Mike Gravel is an important historical figure and took principled and brave stands in the Nixon years. I applaud his patriotism and his fight against the imperial presidency in those years. I hope every
Brandeis student will take the time to see him.
2. If students should, why?
First off, Senator Gravel made history in the 70’s. Releasing the Penon Papers into the Congressional Record was a very admirable thing. So he’s both a minor hero and a minor celebrity. There are reasons to go beyond the thrill of meeting him, however. In my opinion, students would be well served to hear alternative critiques of American society: as a former Senator with insight into the Nixon years, he can serve a useful role. As for his Presidential campaign…
I understand that he’s coming to Brandeis to promote his bid for the presidential bid. I really have little interest in that.
3. I saw that in the post that you mentioned that Mike Gravel is a “horrible presidential candidate,” could you explain this further? Is he “horrible” in that he isn’t a viable candidate and has no real shot at the presidency? Or did you mean that he would not make a good president? If so, why?
I consider Senator Gravel a vanity candidate. I do so not because of his poll numbers – I am a big admirer of Senator Chris Dodd, who had a similarly negligible impact on the electoral aspects of the race.

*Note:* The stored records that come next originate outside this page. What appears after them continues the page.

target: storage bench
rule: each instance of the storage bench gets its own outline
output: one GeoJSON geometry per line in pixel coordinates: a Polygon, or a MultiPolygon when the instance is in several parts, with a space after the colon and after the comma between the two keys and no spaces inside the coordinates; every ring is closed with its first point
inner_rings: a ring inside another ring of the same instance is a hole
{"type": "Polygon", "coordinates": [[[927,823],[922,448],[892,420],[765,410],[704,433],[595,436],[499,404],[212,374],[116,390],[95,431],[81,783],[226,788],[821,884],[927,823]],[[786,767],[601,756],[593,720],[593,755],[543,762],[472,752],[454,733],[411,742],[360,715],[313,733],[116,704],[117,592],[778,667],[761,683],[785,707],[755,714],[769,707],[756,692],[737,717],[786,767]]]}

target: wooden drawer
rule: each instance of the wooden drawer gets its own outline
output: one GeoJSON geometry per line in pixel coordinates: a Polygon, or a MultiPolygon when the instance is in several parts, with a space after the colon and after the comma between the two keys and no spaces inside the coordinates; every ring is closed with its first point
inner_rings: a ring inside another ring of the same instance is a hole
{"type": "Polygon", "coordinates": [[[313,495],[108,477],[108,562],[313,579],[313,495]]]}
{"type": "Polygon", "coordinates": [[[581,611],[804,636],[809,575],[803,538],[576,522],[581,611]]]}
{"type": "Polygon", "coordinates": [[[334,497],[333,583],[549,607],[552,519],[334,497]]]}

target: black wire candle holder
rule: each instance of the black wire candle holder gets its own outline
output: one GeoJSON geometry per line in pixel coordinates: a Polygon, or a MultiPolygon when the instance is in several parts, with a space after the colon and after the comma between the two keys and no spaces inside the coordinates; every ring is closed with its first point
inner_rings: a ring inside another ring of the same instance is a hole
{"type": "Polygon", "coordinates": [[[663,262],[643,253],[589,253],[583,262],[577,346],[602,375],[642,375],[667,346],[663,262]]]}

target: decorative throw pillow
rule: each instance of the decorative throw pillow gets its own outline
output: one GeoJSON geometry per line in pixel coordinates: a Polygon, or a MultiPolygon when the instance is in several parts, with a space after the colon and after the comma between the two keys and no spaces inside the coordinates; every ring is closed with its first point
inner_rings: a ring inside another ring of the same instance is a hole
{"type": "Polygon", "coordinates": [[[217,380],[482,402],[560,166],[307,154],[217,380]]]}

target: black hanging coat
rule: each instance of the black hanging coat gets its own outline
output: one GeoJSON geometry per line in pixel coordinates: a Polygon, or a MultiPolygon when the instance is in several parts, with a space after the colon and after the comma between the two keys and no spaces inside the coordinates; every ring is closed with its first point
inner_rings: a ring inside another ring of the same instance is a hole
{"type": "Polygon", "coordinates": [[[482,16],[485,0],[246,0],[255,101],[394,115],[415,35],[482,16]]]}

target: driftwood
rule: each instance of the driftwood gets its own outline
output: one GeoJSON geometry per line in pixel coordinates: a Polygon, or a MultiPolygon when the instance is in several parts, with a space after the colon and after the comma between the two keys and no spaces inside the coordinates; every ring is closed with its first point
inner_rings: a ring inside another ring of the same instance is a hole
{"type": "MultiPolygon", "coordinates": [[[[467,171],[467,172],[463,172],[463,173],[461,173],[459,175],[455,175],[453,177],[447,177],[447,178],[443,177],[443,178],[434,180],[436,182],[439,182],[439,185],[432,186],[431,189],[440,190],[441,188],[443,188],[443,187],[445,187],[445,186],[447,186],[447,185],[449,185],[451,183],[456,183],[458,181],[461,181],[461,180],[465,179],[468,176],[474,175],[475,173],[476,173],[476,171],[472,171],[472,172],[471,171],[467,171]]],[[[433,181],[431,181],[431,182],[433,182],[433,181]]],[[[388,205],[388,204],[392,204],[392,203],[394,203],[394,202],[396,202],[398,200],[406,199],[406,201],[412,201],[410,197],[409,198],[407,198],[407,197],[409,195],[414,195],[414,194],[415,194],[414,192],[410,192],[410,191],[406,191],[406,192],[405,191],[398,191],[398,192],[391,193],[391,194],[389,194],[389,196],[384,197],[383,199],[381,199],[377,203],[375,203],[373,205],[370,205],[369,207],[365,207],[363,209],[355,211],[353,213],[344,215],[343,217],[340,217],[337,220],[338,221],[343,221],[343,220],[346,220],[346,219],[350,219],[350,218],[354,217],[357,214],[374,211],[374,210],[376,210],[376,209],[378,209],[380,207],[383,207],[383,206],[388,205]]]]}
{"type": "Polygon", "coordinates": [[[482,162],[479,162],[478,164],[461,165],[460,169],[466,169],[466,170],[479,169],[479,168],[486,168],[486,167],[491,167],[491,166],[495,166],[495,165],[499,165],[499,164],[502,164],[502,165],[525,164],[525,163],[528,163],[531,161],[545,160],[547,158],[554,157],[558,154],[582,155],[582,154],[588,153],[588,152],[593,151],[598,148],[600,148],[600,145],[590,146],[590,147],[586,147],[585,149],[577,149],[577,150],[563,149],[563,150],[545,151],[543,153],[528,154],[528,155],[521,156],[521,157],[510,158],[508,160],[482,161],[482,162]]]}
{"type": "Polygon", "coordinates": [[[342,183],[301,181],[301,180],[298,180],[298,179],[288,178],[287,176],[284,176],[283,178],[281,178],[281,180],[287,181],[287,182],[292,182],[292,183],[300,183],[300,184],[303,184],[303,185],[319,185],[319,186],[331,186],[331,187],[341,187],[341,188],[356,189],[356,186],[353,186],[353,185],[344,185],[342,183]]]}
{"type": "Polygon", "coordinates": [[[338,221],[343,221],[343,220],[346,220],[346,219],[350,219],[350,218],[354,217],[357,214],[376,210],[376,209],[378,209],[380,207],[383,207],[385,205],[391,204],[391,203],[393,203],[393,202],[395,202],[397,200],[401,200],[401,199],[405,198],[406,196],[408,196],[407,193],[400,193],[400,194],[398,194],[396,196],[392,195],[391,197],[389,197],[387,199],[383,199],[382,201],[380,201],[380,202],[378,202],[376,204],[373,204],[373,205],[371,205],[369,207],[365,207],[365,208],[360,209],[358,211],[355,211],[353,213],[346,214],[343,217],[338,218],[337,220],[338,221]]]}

In his campaign for the presidency, Senator Gravel has run as a Democrat, endorsed a Green party candidate (Jesse Johnson), and is now running as a Libertarian, all in the space of a few months. Most tellingly, his campaign organization has been, and seems to still be, negligible. What canvassing has he done? How much fundraising, direct mail, media outreach, etc?
It seems that Senator Gravel likes the benefit of free media, but doesn’t want to put in the work that goes along with a real presidential campaign. The structure of televised “debates” is pretty silly – notice how there have been very very few environmental-related questions? Perhaps that’s because every debate has been sponsored by a coal industry front group – but I think the organizers were in the
right here. Just from browsing his wikipedia page, it seems that Senator Gravel has a habit of seeking media stunts without doing the behind-the-scenes legwork that usually accompanies and leverages them.
Someone once made an observation about Senator Gravel that I tend to agree with. If I remember correctly, it goes like this: “Mike Gravel is like that crotchedy old uncle at thanksgiving. Sometimes he’ll say something outrageously wrong or offensive. Other times he’ll say some embarrasing story about your parents or penetrating truth that you’ll remember forever.”
So, on one hand Gravel exposed uncomfortable truths about American Imperialism, Neo-Colonialism, the hawkishness of other candidates, and tried to dispel many of the right-wing myths regarding the September 11 attacks. On the other hand, he undermines progressive democrats, tries to accomplish his goals through superficial visuals instead of building coalitions, and, most weirdly supports the regressive “fair tax”.